Но даже после этого откровения Славик считал отца героем: какая разница в 86-ом или в 88-ом, если всё равно ликвидировал? Когда отец ушёл из семьи, мама начала говорить про него всякие гадости: мол, он трус и всегда был трусом, а Славик обижался и спорил: — Разве трус бы поехал ликвидировать Чернобыль?
Мама ответила:
— За это много платили, а теперь еще и пособие на всю жизнь.
Славик не желал сдаваться: платили и платили, одно другому не мешает.
— И что? — хмурился он.
— И то. Многое говорит о человеке.
— Что говорит?
Мама устало посмотрела на Славика:
— Он ведь и вас с Юлькой пытался подать, как детей Чернобыля, да номер не прошёл. А то, может, ещё и с вас бы деньги доил.
— Не говори так про папу, — сердито просил Славик, но мама всё равно говорила.
И это было ещё обидней, потому что перед уходом отца она говорила другое, просто прямо противоположное: будто папа чудесный, любит его и никуда не уйдет. Но он же чувствовал, что уйдет, а она врала ему. Они все ему врали.

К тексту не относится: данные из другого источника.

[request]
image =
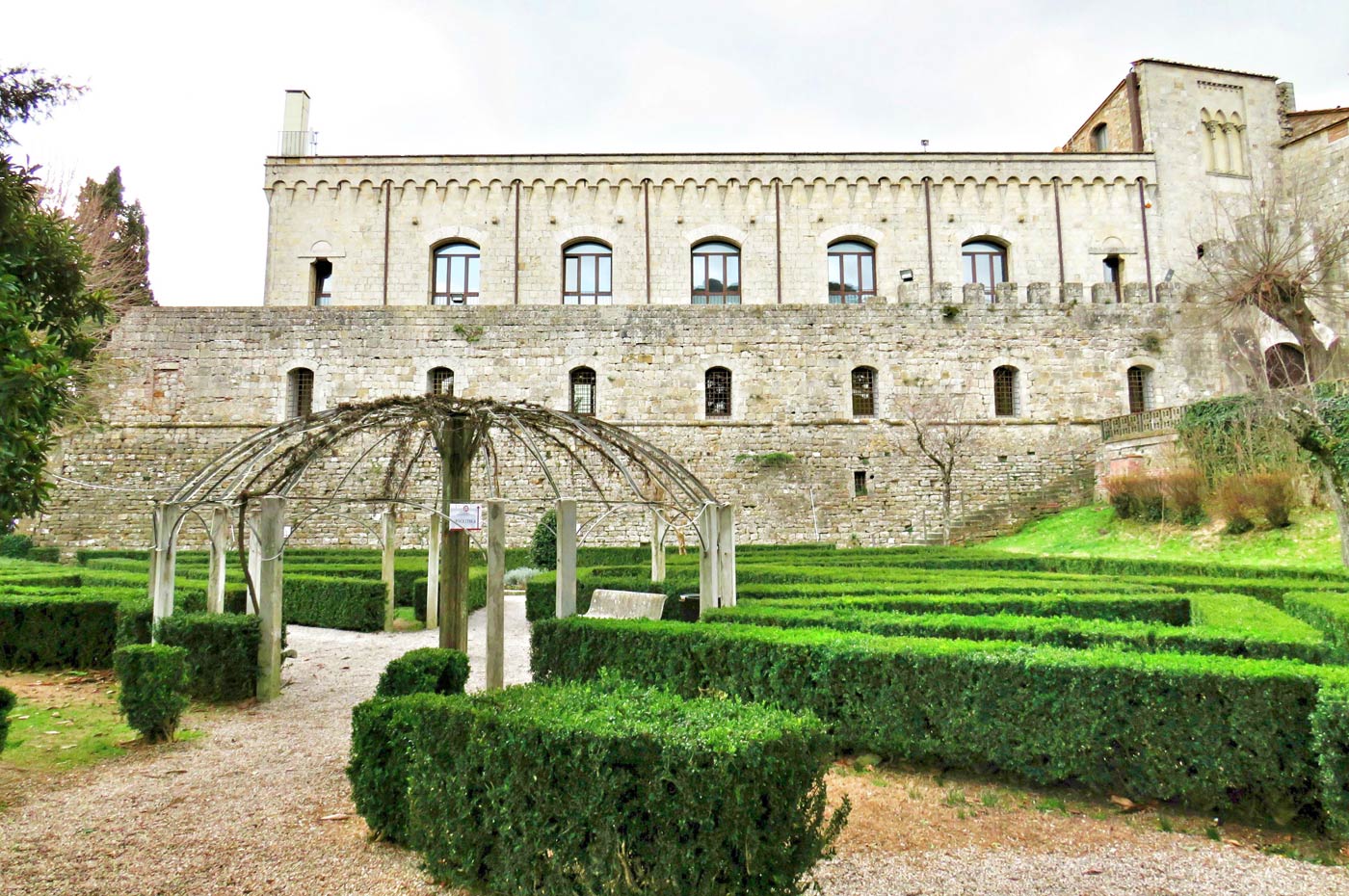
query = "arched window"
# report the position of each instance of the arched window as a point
(321, 273)
(1007, 391)
(985, 262)
(1285, 366)
(440, 381)
(300, 391)
(717, 387)
(583, 391)
(717, 275)
(1139, 380)
(587, 275)
(1113, 273)
(852, 273)
(863, 391)
(456, 275)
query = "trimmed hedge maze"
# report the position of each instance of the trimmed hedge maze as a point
(1217, 689)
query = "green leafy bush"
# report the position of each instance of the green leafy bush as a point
(1213, 733)
(542, 546)
(222, 653)
(357, 605)
(7, 702)
(660, 795)
(424, 671)
(154, 689)
(15, 545)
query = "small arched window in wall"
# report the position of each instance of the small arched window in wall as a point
(717, 275)
(863, 391)
(1139, 380)
(440, 381)
(1285, 366)
(717, 393)
(985, 262)
(1007, 391)
(1113, 273)
(300, 391)
(321, 277)
(458, 270)
(587, 275)
(583, 391)
(852, 273)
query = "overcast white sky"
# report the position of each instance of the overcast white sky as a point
(188, 97)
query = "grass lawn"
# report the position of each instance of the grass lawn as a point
(1311, 541)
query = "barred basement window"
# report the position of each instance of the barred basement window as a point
(863, 391)
(1140, 389)
(321, 272)
(458, 268)
(1285, 366)
(583, 391)
(1007, 398)
(300, 391)
(718, 393)
(440, 381)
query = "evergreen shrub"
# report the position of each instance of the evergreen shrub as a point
(1211, 733)
(660, 795)
(154, 689)
(425, 671)
(222, 653)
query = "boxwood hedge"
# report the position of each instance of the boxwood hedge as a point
(658, 795)
(1213, 733)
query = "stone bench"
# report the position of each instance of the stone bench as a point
(624, 605)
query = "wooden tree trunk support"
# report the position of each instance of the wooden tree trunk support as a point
(216, 576)
(658, 528)
(495, 593)
(708, 578)
(566, 558)
(162, 560)
(725, 556)
(456, 459)
(270, 542)
(434, 571)
(386, 566)
(253, 566)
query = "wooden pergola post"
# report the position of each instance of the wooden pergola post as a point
(658, 528)
(272, 544)
(708, 578)
(456, 445)
(566, 558)
(162, 560)
(219, 535)
(386, 567)
(434, 571)
(495, 593)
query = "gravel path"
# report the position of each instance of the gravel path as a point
(242, 811)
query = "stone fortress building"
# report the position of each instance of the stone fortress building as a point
(769, 319)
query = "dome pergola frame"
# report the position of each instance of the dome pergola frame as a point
(251, 482)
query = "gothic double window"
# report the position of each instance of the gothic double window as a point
(458, 269)
(852, 273)
(1224, 142)
(589, 275)
(985, 262)
(717, 275)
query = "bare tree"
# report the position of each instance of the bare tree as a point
(1282, 265)
(943, 437)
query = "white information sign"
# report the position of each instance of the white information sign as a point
(465, 517)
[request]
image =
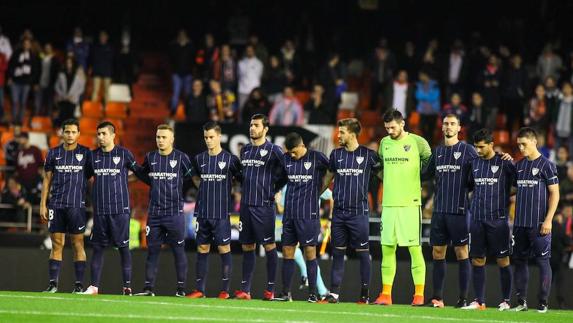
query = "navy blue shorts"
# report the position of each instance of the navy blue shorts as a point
(350, 229)
(449, 229)
(168, 229)
(490, 237)
(68, 220)
(211, 230)
(300, 231)
(111, 229)
(528, 242)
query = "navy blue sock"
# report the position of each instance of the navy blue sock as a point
(125, 256)
(464, 277)
(54, 270)
(80, 269)
(337, 269)
(96, 265)
(438, 275)
(151, 265)
(545, 277)
(287, 273)
(248, 270)
(505, 280)
(226, 269)
(201, 271)
(311, 271)
(272, 263)
(479, 283)
(180, 265)
(521, 278)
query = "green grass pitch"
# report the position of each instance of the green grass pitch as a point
(60, 307)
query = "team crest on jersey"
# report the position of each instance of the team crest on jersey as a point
(535, 171)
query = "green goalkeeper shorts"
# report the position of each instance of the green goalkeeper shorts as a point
(401, 225)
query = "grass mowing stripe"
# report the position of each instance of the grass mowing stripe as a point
(280, 310)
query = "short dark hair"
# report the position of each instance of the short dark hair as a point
(292, 140)
(71, 122)
(527, 132)
(106, 124)
(212, 125)
(484, 135)
(393, 115)
(262, 117)
(352, 124)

Родители ругались несколько лет — из-за него. Папа кричал на маму, мама кричала на папу. Папа говорил, что зря только с ней связался, с мамой то есть, что он думал, что семья будет нормальная, а она даже сына ему родить не смогла. Говорил, что получилось «две дочки». А мама говорила, что «дети есть дети», и вообще, может, ещё всё нормально будет, может «всё выровняется». Славик понимал, что это про него — это он должен «выровняться», и изо всех сил старался угодить папе.

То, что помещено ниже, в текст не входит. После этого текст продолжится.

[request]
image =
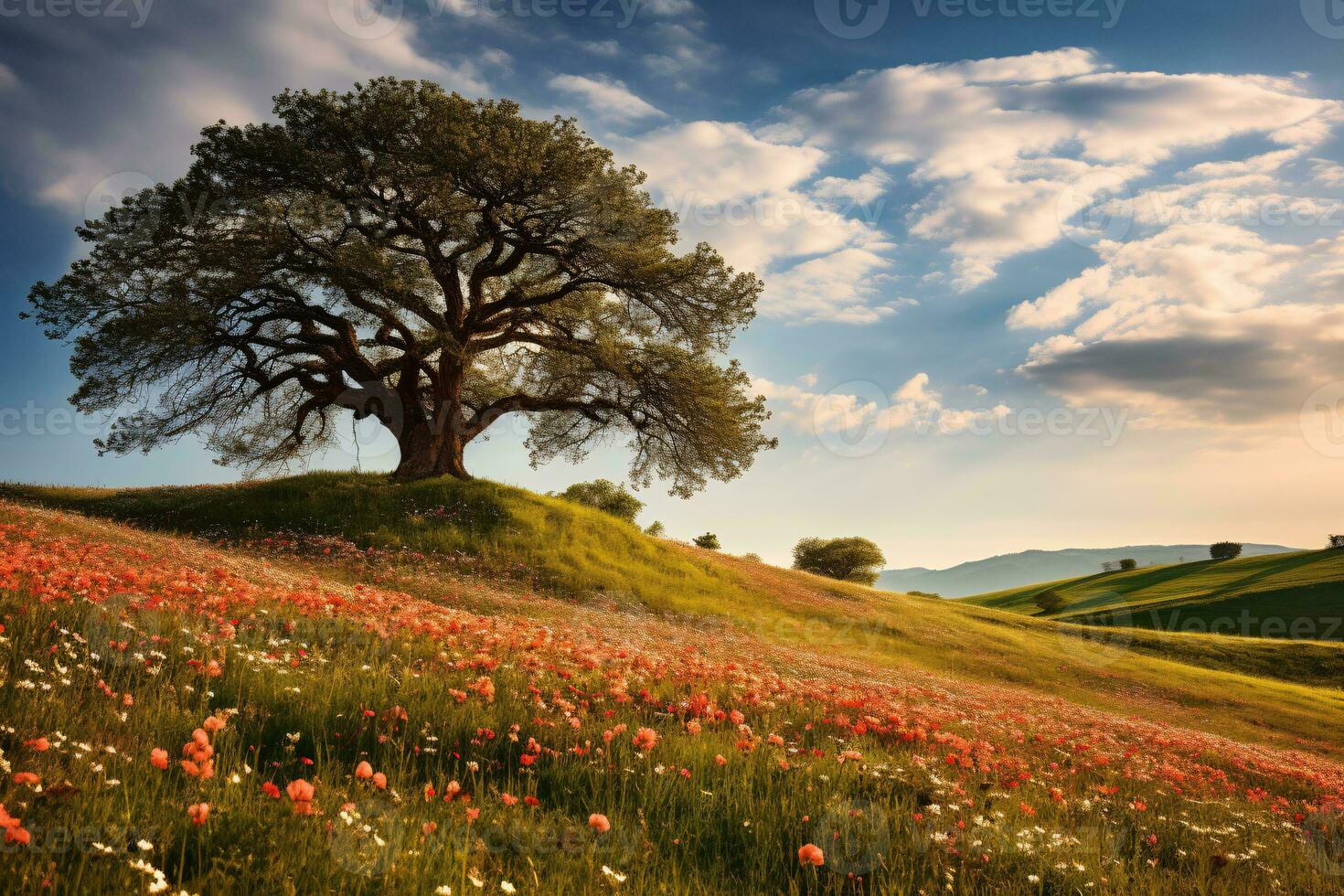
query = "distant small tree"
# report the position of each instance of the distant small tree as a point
(1050, 601)
(847, 559)
(605, 496)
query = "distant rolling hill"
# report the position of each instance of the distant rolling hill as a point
(1295, 595)
(1029, 567)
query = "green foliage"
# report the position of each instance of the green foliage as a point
(605, 496)
(1050, 601)
(847, 559)
(517, 540)
(506, 532)
(415, 257)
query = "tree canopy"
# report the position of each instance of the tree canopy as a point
(431, 261)
(846, 559)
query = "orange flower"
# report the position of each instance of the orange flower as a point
(645, 739)
(811, 855)
(300, 790)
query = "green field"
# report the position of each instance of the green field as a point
(1295, 595)
(514, 645)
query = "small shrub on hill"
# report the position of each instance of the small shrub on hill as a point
(846, 559)
(1050, 601)
(605, 496)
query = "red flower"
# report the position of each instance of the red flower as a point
(811, 855)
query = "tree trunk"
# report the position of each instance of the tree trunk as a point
(428, 454)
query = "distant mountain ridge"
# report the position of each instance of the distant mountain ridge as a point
(1029, 567)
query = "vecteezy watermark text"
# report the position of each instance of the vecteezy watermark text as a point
(134, 10)
(855, 19)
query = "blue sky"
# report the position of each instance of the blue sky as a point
(1038, 272)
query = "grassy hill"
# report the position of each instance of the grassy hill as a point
(519, 646)
(1027, 567)
(1286, 595)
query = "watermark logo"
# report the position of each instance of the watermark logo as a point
(855, 836)
(1097, 638)
(1321, 420)
(366, 19)
(1094, 208)
(1326, 17)
(852, 19)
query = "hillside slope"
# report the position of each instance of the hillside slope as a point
(434, 538)
(1287, 595)
(915, 741)
(1029, 567)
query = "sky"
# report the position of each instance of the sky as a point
(1040, 272)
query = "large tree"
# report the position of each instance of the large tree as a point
(422, 258)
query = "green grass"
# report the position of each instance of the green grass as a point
(1295, 595)
(512, 540)
(297, 683)
(545, 541)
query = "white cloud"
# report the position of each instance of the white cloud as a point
(862, 189)
(997, 143)
(912, 407)
(188, 66)
(1203, 325)
(746, 197)
(606, 98)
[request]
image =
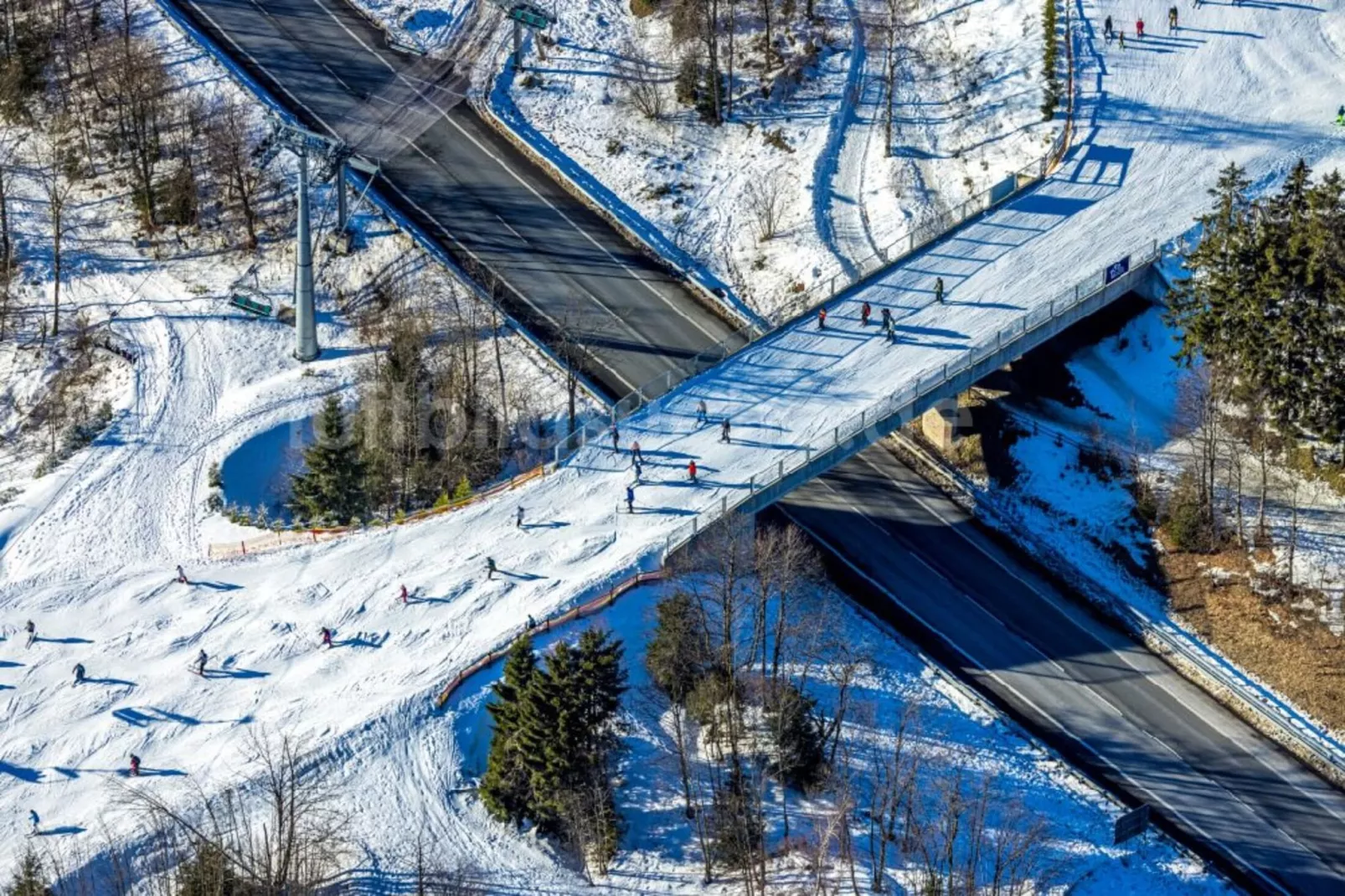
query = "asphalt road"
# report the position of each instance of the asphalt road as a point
(1109, 704)
(561, 266)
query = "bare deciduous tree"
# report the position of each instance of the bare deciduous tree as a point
(232, 155)
(57, 170)
(645, 85)
(280, 831)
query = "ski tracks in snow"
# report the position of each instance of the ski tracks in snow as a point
(834, 212)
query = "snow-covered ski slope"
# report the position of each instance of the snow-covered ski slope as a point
(1255, 84)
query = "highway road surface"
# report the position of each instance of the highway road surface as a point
(915, 556)
(1091, 690)
(561, 266)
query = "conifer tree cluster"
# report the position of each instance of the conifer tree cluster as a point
(416, 435)
(331, 486)
(30, 878)
(1266, 297)
(554, 743)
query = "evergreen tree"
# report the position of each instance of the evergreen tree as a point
(30, 878)
(506, 789)
(1208, 306)
(677, 656)
(331, 487)
(1266, 297)
(796, 735)
(736, 824)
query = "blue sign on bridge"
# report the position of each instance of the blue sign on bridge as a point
(1118, 270)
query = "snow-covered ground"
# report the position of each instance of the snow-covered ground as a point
(90, 556)
(1125, 403)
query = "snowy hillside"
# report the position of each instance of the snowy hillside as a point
(89, 552)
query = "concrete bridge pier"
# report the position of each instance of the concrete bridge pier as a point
(939, 424)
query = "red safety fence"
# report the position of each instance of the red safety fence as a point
(291, 537)
(601, 601)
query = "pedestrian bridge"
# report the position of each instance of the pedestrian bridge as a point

Если отец собирался на рыбалку, Славик подскакивал, как штык, и голосил: «А можно с тобой?». Папа веселел и отвечал, что, конечно, можно, и следующим днём они вставали в шесть утра, ехали за город на речку и сидели с удочками до посинения (в прямом смысле, Славик дубел от холода и обездвиженности). На Славину удочку никогда никто не клевал, а на папину клевал, и отец расстраивался, что Славик «не умеет ловить рыбу», а Славик не понимал: разве это не случайность? У них же одинаковые удочки! Он даже не сам свою забрасывал (силы и роста пятилетнего ребёнка не хватало), папа забрасывал вместо него! Это всё равно, что его удочка, только они её так называли — «Славина». Это было нечестно, скучно и совершенно непонятно: ну, как посредством рыбалки доказать кому-то, что ты — настоящий мужчина?
Футбол ему тоже не давался. Когда он пинал по мячу, казалось бы, из-за всех сил, удар получался слабым, косым и мяч катился по диагонали. Играя, он инстинктивно пытался схватить мяч руками или, что ещё хуже, отпрыгнуть в сторону и увернуться (а что, терпеть что ли, когда прямо в тебя летит?), и папа злобно кричал: «Слава, блин!» или «блять», если совсем злился, и это был такой сигнал для мальчика: он снова неудачник.
Хорошо получалось только рисовать. Это все признавали: и воспитательницы в детском саду, и даже мама с папой. Папа говорил: «Да, неплохо, но это что, опять замок для принцессы? Тебе так нравятся принцессы?». Славик объяснял, что ему нравятся не принцессы, а замки: огромные цветастые дворцы, где сто миллионов комнат и столько же балконов — чем не домик мечты? Тогда папа говорил: «Ну, может, ты нарисуешь нормальный замок? Для мальчиков», Славик качал головой: «Для мальчиков, значит, скучный», а папа говорил: «Ну, нет, почему? Можешь украсить его черепами, придумать герб и флаг, пририсовать воинов…», но Славик возражал из последних сил: «Я люблю яркие цвета» — «Это, значит, розовый?» — «Розовый, желтый, голубой…».